Chaldeans in America: The Shifting Spaces of an Iraqi Minority’s Discourses

Yasmeen Hanoosh

What are the various ways Chaldean-Americans construct their national and ethnic identities and affiliations with the American mainstream and the Iraqi homeland? This paper seeks to address this question by underscoring the shifting confines of the Chaldean identity among a group of Christian-Iraqi immigrants in the United States. It examines how ethnic identities are articulated in literary and other non-textual practices, and in shifting contexts and locales. For particular politically and socially motivated reasons, the current climate in the US and in Iraq makes it more viable for members of this community to assert a “Chaldean” identity rather than a “Christian-Iraqi” or “a Christian-Arab” identity, which had been more frequently, and is still to some extent, in use.
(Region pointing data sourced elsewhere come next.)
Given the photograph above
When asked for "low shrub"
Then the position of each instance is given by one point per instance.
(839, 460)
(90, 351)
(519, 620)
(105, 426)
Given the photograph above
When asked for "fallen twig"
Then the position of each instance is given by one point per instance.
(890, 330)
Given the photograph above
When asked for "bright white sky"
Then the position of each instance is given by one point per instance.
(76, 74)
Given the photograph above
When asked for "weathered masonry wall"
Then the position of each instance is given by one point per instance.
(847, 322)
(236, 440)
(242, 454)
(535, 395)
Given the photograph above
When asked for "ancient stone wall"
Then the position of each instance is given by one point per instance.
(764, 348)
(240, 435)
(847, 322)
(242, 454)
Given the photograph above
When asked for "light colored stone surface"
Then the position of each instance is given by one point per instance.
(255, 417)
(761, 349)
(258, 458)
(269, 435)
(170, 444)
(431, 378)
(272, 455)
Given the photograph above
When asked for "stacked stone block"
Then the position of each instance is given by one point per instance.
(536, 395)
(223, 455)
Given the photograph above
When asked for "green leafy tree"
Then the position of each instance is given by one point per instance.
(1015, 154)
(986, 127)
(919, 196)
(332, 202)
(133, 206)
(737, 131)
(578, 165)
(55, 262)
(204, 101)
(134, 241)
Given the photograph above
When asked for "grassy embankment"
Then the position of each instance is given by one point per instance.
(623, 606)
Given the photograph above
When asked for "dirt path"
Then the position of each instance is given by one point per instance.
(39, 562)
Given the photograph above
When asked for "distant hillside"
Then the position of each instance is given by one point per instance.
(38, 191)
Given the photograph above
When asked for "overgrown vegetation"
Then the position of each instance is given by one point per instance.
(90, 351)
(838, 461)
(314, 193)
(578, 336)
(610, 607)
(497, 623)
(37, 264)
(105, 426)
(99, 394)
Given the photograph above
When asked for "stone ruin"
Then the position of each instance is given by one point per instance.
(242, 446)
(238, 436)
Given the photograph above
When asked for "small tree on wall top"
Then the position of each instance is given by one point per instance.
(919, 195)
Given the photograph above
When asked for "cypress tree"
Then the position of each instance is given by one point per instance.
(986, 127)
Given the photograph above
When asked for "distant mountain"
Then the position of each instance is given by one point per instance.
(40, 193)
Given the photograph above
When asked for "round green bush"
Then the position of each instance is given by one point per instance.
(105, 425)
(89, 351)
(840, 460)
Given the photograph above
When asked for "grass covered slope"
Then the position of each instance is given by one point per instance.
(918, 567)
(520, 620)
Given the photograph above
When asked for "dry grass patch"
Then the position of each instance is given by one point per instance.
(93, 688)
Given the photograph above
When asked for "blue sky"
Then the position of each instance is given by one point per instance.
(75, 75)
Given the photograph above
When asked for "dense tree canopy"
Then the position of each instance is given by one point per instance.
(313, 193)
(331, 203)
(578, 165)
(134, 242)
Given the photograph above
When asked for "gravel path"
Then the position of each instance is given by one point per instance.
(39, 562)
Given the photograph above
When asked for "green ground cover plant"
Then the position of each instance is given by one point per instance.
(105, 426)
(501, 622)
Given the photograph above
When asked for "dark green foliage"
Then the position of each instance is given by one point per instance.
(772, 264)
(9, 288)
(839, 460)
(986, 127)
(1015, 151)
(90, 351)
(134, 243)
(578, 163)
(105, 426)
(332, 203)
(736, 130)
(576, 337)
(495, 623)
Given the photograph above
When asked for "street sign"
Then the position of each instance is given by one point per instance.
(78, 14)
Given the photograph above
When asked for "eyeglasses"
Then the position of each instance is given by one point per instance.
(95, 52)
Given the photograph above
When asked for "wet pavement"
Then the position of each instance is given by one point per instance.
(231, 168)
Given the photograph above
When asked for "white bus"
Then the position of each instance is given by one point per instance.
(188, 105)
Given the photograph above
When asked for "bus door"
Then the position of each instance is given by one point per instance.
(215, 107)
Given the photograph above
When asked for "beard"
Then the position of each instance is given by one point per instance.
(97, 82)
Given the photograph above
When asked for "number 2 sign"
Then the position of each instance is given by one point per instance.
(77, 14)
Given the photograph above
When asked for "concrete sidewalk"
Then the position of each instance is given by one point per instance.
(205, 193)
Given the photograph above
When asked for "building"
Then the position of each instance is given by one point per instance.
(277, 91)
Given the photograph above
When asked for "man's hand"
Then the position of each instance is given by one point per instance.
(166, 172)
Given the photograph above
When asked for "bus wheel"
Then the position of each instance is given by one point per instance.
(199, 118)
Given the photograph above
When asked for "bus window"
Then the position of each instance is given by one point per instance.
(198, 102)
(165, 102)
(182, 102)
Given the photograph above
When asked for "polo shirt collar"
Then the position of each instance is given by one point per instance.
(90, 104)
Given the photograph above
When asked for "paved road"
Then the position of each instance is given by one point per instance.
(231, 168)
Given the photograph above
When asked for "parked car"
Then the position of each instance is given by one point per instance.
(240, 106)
This ancient-new appellation – Chaldean – suggests, among other things, a desire to distance the group from a stigmatizing political discourse on Arabs and Muslims. This discourse has pervaded in American and world media after the events of September 11, 2001 and has been perceived by many individuals in the diasporic community as particularly threatening to their collective livelihood. In the following space I look at cultural narratives, language ideology, museumizing trends and victimology as mechanisms applied by the group to sustain a favorable collective identity in the US.